You’ve seen them. Those alumni who drive to your team’s games in cars adorned with your school’s bumper stickers, who proudly wear hats and sweatshirts purchased at your bookstore – there’s a name for them. They are your college/university’s Champions. Champions are visible and vocal advocates of their alma maters.
While Champions are the most likely people to donate to their colleges and universities and in the largest average amounts, they tend to do so for specific reasons. Champions value the professional and social benefits associated with donating. Champions tend to want their peers to know about their donations and like to see their contributions highlighted in publications or on the brick of a building. Champions have a reciprocating relationship with their institutions. If they are going to give, they expect something back.

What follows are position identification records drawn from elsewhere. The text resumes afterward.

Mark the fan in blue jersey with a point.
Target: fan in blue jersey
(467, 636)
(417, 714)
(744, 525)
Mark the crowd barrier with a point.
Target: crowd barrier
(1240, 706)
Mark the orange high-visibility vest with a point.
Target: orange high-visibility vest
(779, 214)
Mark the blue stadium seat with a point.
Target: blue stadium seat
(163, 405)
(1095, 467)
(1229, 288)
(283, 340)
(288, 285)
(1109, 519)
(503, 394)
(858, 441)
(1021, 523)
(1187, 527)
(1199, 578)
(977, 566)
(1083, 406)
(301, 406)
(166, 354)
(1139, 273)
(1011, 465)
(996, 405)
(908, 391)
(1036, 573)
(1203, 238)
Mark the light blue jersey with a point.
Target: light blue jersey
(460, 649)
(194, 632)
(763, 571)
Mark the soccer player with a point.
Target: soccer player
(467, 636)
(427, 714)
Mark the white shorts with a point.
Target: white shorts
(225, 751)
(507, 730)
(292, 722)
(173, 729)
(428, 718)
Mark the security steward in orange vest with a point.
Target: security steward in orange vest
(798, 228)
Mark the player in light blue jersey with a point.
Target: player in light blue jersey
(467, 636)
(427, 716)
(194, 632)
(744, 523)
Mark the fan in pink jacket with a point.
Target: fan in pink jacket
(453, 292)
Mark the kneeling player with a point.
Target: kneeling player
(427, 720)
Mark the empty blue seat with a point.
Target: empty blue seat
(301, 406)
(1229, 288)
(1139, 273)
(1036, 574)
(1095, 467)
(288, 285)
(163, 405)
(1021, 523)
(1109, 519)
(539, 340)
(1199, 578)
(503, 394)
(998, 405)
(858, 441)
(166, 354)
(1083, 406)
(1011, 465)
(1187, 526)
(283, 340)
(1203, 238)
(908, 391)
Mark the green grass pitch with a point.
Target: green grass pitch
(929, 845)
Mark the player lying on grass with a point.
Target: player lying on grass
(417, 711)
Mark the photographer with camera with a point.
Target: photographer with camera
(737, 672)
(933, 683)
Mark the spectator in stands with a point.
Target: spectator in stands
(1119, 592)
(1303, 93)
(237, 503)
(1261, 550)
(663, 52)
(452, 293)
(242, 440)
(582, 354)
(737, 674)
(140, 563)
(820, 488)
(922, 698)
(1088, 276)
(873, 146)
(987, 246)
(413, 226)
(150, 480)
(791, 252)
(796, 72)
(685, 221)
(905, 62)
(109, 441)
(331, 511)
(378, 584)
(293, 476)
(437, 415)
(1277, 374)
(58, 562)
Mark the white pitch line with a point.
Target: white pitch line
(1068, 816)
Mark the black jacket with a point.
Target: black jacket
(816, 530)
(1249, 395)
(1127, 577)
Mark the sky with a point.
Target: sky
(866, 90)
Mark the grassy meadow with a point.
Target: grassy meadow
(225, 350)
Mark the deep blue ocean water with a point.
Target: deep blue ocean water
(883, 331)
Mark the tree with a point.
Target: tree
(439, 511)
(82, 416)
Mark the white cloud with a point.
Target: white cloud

Although Champions are vocal and visible supporters of their schools, this enthusiasm isn’t always seen in the form of financial contributions. In fact, less than a third of Champions donated to their institutions last year. Furthermore, 49% of Champions have never donated to their alma maters. This statistic reveals that colleges and universities have a tremendous opportunity to cultivate financial support from a group of people who outwardly support their colleges and universities. This is further supported by the fact that Champions who do give donate an average of $354 per year to their institutions, representing nearly one-fourth of their total charitable donations. Clearly, colleges and universities need to identify ways in which to garner the financial support from the nearly half of Champions who have never given. Crafting communications strategies based on a deeper understanding of what motivates Champions to give is necessary to garner their financial support. Conducting research to attain this deeper understanding of Champions’ motivations, communication channel preferences, and resonant messages is the necessary first step.